A monster blocker, Kittle chips the defensive end and clears out a corner.
It results in a 15-yard gain.
The Niners are always picking up this type of cheap yardage on plays like this. Part of why it’s so effect is because they have great players.
It’s hard to find a guy as good with the ball in his hands as Deebo Samuel and as good of a blocker as George Kittle.
Nonetheless, Payton would be smart to try to replicate a play like this, even if it’s with Deonte Harris carrying the ball and Josh Hill blocking.
The beautiful thing about running a reverse with a built-in run fake is the effect it has on the linebackers. Later in the game, the Niners ran a play action pass with a fake reverse behind it, and this was the result.
Not only did the run fake pull the linebackers down, but the reverse fake pulled the mike linebacker outside the hash, as well.
Look at the huge gap in the middle of the field between linebackers #53 and #59.
This huge void in coverage allows Kittle to sneak right into it on the glance post for an easy 13-yard gain.

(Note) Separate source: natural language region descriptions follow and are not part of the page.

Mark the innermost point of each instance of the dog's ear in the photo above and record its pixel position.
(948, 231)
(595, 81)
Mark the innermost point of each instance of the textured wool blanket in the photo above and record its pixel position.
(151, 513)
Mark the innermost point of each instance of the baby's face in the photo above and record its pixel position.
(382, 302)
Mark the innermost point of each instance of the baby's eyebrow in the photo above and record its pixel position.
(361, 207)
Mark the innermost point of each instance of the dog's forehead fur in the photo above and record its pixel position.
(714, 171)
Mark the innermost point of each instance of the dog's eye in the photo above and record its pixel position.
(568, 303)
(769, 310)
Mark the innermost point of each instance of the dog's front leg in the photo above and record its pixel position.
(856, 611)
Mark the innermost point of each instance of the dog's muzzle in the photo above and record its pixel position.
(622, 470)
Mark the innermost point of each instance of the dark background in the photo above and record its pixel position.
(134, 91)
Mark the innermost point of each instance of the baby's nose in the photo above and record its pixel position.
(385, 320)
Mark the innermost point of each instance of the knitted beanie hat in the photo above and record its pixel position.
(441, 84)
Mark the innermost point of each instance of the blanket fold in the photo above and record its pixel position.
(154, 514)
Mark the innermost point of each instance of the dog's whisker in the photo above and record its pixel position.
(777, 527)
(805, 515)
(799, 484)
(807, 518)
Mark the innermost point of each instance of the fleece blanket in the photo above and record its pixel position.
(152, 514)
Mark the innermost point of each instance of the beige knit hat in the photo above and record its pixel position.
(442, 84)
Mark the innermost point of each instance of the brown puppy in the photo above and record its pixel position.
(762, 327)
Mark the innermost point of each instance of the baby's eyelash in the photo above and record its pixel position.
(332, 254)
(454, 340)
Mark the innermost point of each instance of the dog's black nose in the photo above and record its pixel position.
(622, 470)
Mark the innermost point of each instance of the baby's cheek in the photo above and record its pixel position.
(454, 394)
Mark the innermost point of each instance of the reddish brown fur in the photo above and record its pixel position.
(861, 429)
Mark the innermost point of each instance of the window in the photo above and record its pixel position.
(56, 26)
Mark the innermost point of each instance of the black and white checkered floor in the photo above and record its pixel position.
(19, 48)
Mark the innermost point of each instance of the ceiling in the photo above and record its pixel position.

These are the types of wide open windows to throw into that Shanahan creates for Garoppolo on a regular basis. And don’t get me wrong, Brees also gets his fair share of open windows to throw into.
However, with a few of these tweaks made here and there by Sean Payton, concepts like the one above could easily be implemented into the Saints playbook.
With more creative play-calling and less reliance on Brees to save the day with his dropback passing, you could be looking at a more explosive Saints offense next season.